Review Summary: Sweaty, dirty music made for a club from hell.
Passed Me By is deep. Andy Stott's most recent offering of minimal dub techno sounds absolutely massive yet almost uncomfortably intimate, the heavy bass of "North To South" bearing more than a passing resemblance to a subtly skipping heartbeat while the reverberant low end of "Execution" feels like a cavernous sonic void. Yet unlike Demdike Stare, Stott's labelmate on Modern Love and frequent point of comparison, this is also rhythmically intense stuff. There's atmosphere, of course - lots of it, in fact, occupying a distinctly dark headspace that will be familiar to anybody fortunate enough to have undergone a full listen to
Tryptych. But Stott exchanges some of Miles Whittaker and Sean Canty's masterful handling of occult themes for something a bit more danceable - "Dark Details", with its propulsive bass kicks and fitful sub bass, even has a BPM exceeding 130. Mind you, the track is something of an anomaly alongside the record's slower and more druggy tracks, despite obviously being cut from the same musical cloth; for over half of
Passed Me By's relatively short 33-minute runtime, Stott is content to dwell in the arresting ambience he has created, his seemingly bottomless beats providing a quietly shuffling pulse.
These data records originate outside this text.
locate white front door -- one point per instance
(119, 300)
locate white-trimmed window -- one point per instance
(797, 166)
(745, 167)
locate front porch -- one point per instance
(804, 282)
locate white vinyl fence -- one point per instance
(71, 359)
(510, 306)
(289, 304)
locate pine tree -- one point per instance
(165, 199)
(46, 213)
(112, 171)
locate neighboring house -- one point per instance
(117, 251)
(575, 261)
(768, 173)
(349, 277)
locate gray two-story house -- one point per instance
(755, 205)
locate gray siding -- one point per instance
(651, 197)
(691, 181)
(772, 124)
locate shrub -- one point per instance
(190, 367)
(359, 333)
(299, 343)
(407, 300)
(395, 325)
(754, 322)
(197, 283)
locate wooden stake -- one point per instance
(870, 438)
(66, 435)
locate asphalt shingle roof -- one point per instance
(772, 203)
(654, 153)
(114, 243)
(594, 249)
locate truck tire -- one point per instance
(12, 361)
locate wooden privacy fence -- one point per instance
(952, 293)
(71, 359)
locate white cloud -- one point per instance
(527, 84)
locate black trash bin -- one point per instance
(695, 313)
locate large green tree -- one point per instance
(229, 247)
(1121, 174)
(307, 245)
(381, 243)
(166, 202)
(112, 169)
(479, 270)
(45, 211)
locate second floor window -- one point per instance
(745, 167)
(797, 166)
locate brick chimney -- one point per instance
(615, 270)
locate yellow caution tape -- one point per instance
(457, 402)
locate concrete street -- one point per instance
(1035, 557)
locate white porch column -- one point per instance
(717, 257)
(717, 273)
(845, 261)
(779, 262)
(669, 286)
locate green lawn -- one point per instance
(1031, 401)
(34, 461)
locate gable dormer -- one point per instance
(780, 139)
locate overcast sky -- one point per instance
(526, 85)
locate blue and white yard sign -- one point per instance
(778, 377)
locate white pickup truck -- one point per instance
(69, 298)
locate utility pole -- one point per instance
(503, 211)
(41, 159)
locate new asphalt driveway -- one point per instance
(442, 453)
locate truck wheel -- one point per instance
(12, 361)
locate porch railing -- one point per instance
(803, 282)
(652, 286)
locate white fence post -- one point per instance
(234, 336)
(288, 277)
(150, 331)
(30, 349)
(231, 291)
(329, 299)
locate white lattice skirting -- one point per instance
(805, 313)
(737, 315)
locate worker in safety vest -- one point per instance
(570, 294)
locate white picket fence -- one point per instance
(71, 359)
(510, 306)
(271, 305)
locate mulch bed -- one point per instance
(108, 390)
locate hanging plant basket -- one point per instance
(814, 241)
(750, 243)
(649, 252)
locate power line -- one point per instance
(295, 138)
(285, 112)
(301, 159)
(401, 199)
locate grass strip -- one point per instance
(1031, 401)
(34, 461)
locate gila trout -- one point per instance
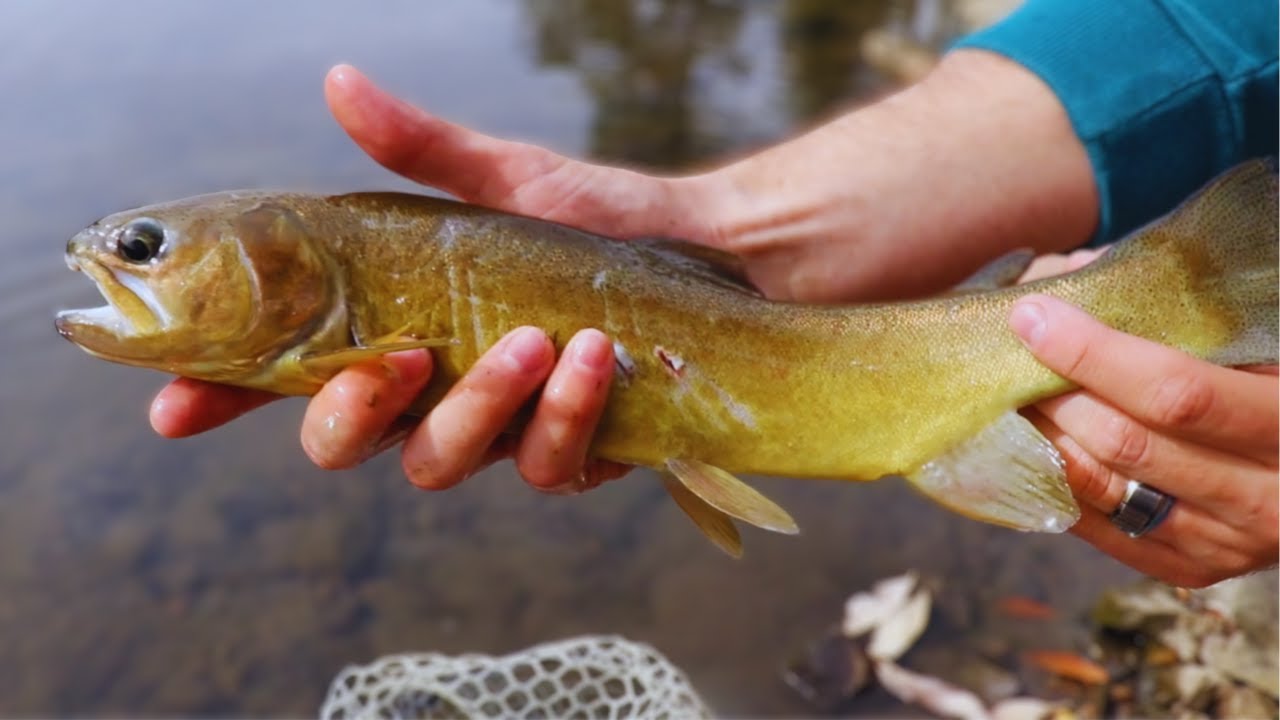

The approach works marvelously well, despite the occasional flashes of complacency on some of the album's longer tracks. Certainly, the singularity of Stott's vision makes those moments where he doesn't adhere entirely to formula that much more thrilling; "Intermittent" makes excellent use of orchestral samples and - get this -
major chords. It's a brief and welcome glimpse of sunshine in
Passed Me By's largely monochromatic palette, placed effectively at the midpoint of the album's tracklist. And while this isn't really melodically driven music, Stott has a knack for those haunting, unresolved chords that made
Untrue such a stunning listen, and while his deployment of vocal samples can seem a bit elementary, the aforementioned "Execution" benefits greatly from its irregular and clipped blasts of recognizably
human sounds...which Stott then proceeds to shroud in the irrepressibly gloomy environment. These songs are bleak, but not oppressively so, Lynchian in its melding of familiar elements of craft with grotesquery. It's tempting to label it as "primitive", what with that understatedly ominous cover art, but that undersells the album's strange immediacy, the way that these tracks feel absolutely familiar in spite of their grave otherworldliness. In this way,
Passed Me By shoots straight for that sweet spot subwoofers seem to directly resound through, far down into the inner regions of our bodies. It's deep.